The Primacy of Prioritization
Making hard choices may be the most important factor in organizational performance
“The difference between successful people and really successful people is that really successful people say no to almost everything.” –Warren Buffet, renowned American investor and Chairman, Berkshire Hathaway
The core and chronic challenge for most mission-driven organizations is attempting to address a vast and often multiplying array of problems with limited human and financial resources. This is even more pronounced in African societies where social and environmental challenges are complex and rapidly escalating, while critical resources are even more constrained than they are in other parts of the world.
Frequently, organizations try to address numerous challenging initiatives at once, while lacking sufficient human and financial resources to do so. This challenge leads to the pervasive state of overstretch experienced by many local organizations, as defined by the following common characteristics:
- Local organizations try to do too much with too few resources, and wind up not delivering strong results on anything that they do.

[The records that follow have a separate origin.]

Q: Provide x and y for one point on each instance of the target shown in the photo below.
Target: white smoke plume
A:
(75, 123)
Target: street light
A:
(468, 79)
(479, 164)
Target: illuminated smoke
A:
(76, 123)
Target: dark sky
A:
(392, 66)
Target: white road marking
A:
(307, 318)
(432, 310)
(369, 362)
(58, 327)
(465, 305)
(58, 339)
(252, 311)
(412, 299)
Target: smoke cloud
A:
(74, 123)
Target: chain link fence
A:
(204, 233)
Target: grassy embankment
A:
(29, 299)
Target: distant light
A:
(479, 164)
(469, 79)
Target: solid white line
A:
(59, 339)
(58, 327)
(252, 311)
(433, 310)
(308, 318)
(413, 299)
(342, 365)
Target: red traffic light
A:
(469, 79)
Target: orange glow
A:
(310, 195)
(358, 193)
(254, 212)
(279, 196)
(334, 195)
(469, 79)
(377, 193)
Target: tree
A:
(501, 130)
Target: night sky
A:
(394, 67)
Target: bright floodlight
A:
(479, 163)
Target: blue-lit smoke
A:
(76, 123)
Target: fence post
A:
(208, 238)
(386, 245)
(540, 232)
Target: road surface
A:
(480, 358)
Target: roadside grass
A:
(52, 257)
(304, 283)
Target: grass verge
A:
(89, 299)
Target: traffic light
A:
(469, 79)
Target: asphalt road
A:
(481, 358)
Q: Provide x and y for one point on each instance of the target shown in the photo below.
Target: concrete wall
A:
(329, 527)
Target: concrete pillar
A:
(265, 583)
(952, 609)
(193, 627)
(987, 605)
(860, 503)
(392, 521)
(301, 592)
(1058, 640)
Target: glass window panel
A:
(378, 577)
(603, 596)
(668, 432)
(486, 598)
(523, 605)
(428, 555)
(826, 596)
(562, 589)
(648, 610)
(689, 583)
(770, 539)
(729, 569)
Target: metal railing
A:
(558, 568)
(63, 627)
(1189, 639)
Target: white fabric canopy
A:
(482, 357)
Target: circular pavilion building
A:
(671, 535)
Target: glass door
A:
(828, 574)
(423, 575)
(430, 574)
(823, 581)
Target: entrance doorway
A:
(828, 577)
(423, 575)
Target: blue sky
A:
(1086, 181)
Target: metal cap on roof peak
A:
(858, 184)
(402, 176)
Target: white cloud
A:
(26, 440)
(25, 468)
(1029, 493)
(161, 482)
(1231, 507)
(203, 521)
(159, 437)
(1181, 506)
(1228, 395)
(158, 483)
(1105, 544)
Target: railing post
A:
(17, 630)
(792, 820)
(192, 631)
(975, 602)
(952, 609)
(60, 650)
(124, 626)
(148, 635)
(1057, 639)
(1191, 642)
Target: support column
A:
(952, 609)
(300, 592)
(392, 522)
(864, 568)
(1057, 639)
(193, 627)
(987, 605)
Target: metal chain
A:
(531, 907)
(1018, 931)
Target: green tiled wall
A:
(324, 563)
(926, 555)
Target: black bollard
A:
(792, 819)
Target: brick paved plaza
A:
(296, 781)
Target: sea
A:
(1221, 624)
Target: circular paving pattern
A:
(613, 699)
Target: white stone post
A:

This can lead to disappointing results for constituents, funders, and of course the organization itself.
- Importantly, trying to do too much and not delivering effectively actually makes it more difficult to mobilize additional resources, because the key to increasing funding and other resources is to be able to demonstrate results that funders will want to invest in.
- Staff become exhausted and burnt out. Some staff may leave the organization, or they may become less effective at their jobs as a result of such exhaustion and frustration.
Salvation through Prioritization
The only way to break out of this vicious cycle of overstretch and under-resourcing is through a dedicated and determined commitment to prioritization. This means identifying the absolute essential operational and organizational priorities, and ensuring that adequate resources are invested in delivering on those. At Maliasili Initiatives, we have found ourselves promoting and facilitating prioritization in this manner across nearly our entire portfolio of local partner organizations, to the point whereby it has become one of the central pillars of our approach.
Strategic planning, for example, is essentially a process for identifying and determining appropriate investments in the most important (i.e. ‘strategic’) organizational needs and opportunities in order to achieve one’s mission. A focused strategic plan provides the basis for annual work plans; we have worked with many of our partners to develop concise and consolidated annual work plans that are most essentially about identifying, and regularly tracking, an organization’s foremost priorities. Linking budgeting to work planning helps one be more realistic about work plans and ambitions by actually forcing realistic reflection on the resources- both human and financial- that one has to devote to executing and implementation.
Strategic plans, work plans, and budgets are all interlinked tools for determining priorities and allocating resources across an organization. They are geared towards helping organizations to identify and invest in priorities. And then organizational systems, including monitoring systems, need to constantly examine whether those priorities are being achieved and reflected in how an organization goes about its work.
Successful organizations are those that can stay focused and build in the discipline into their systems and programs that really reflect and reinforce their priorities and most critical goals. No organization can do everything, but through careful use and implementation of such systems, organizations give themselves the chance to really excel and build a track record of results.
Tackling one challenge well – and making an impact – is a much more effective approach and use of time than achieving a number of mediocre outcomes. Ultimately, prioritization is fundamental to performance.